思うままに No.287

2019.10.31

エッセー「思うままに」

   

※エッセー「思うままに」より ~毎月更新~

 

 「話せば分る」と万能のように物事は解決できるとよく言われるところだが、実際には言うほど事は上手くは運ばない。必ずしも数を重ねればいいとも言えない。却ってこじれて泥沼化することもある。もっとも相手によりけりだが。

 

 国際間の紛争などで文化、歴史、宗教の異なる人たちとの話し合いはなおさらのことだ。これが万能ならば争い事は世の中から消える。いかに口を酸っぱく説いても、意を尽したつもりでも、馬耳東風、糠に釘で埒があかない。話す人の人柄や見識、相手からの信頼や常日頃のおつき合いやコミュニケーションの度合いによっても大きく左右される。

 

 それではどうしたらいいのか、「放っておく」ことだ。
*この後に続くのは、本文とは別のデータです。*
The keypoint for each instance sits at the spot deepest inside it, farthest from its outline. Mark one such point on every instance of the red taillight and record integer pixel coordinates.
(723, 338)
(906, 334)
これお手上げでも諦めることでもない。時の効用を活かして機をうかがう。焦らず、急がず、性急にならないことだ。せいては事をし損じると言うではないか。間をおき風を入れる。いったん頭を空っぽにしてみる。時は移ろい、そのうちに状況が変わり、自分も相手も要らざる邪念も失せて、心境に変化が起きる。

 

 そうすることによって面白いものでこれまでいだいていた思い込みや溜まっていた執着の膿が出てスッキリする。相手のことよりも何よりも自分にとりつく雑念の断捨離は整理整頓ができて身も心も軽やかになる。新たにリセットができる。

 

 さて<人を見て法を説け>で十人十色、百人百様で人は一様ではない。それには人間観察力を養うことが大事だ。相手の性格や立場、生い立ちや育った環境、それらをよく勘案することだ。いかに双方をつなぎ信頼関係を紡いでいくかだ。言うこととやることが違ってはいけない。

 

 いったん約束したことは何があろうが死守する。そうしないと相手よりも先に自分を損うことを知るべし。不履行ほど人間関係を壊すものはない。社会はありとあらゆるところで無数の約束を果すことで成り立っている。

 

 話(わ)は和(わ)に通ずる。対話は無意識のうちに理解をしてもらえるよう相手の心を和ませようとする意図が働いている。話し上手より聞き上手、聞く力が大事だ。能弁か否かはさして問題ではない。言うを少なく、聞くを多くする。そのために神様は、口は一つ、耳は二つにして人間を創造した。また「話せば分る」より「示せば分る」のほうがよく伝わる。論より証拠、理屈を説くより行動で示す。これに優る説得力はない。

 

 <やって見せて・・・>のお手本になる率先垂範の力は相手もすんなりと得心する。人に頼る前に自分に頼る。自分次第で誰にも容易にできるのが率先垂範だ。